Q6: Do you think there are any possible solutions that could help improve the situation?
Recent strategy workshops held with CMR clients highlighted the importance of proof of concept in measuring the transfer of projects from discovery through to clinical development.

It is also vital to address the high rates of attrition in Phase II. Effective understanding and management of R&D performance metrics can help identify the differences between high and low performing projects, and reduce the risk of costly late stage failures.

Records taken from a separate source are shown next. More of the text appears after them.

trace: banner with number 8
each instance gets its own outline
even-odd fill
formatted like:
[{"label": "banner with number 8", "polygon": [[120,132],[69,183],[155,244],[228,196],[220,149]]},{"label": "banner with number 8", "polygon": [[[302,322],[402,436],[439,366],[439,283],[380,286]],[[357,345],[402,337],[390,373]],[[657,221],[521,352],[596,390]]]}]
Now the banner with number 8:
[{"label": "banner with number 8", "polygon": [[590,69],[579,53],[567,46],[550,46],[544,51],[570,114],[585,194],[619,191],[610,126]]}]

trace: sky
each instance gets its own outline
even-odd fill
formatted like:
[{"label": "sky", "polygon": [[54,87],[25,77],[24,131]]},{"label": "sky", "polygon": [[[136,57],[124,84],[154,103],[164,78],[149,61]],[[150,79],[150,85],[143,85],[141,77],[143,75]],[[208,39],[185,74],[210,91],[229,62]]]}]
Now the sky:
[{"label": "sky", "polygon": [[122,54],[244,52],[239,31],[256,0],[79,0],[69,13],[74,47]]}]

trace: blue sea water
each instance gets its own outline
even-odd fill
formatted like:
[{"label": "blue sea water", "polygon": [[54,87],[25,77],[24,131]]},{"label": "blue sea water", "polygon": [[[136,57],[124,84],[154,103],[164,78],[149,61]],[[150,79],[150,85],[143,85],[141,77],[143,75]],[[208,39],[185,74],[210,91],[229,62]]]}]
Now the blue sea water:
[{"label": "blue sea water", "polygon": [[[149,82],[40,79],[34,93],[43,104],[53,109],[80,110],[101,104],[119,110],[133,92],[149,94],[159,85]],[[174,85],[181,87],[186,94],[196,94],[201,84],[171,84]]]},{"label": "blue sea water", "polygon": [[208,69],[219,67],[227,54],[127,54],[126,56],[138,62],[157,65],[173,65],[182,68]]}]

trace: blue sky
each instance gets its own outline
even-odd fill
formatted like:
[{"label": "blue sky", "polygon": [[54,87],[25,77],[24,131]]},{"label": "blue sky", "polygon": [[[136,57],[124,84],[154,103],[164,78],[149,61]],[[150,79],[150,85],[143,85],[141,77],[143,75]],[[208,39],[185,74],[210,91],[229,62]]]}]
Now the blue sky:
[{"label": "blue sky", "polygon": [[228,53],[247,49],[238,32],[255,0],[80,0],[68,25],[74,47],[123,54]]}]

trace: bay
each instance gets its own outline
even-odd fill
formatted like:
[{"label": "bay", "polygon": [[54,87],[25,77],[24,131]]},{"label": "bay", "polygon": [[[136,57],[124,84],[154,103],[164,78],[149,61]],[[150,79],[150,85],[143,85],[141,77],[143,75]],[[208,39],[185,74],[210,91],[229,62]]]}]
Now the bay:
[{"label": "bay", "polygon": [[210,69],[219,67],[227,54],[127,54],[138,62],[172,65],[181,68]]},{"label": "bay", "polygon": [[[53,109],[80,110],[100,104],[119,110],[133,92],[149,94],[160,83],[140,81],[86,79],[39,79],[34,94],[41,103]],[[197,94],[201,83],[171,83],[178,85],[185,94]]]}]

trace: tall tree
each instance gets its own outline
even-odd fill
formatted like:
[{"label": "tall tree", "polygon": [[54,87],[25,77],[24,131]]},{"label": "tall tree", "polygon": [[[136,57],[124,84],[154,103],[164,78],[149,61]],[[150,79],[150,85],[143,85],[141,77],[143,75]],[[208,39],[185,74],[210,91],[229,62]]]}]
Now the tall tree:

Q7: India leads the way in new molecular entity research. What factors have contributed to the country's success?
The distinction between generic and innovative pharmaceutical companies is becoming more blurred. Generic medicine companies are now venturing into innovative medicine research with those based in India leading the way.

The Factbook discusses the growing influence and activity of emerging market generic companies. The numbers of products predicted to lose exclusivity are listed through to 2013, giving insight into potential future patent challenges and generic opportunities.

Q8: What impact is the threat of generics having on the pharma industry?
Generic competition for innovative products is fierce. Upon patent expiry, sales from a blockbuster drug can reduce to a fraction of previous levels through the introduction of cheaper generic alternatives.

Without the continued innovation and launch of new drugs, the pharmaceutical industry cannot survive.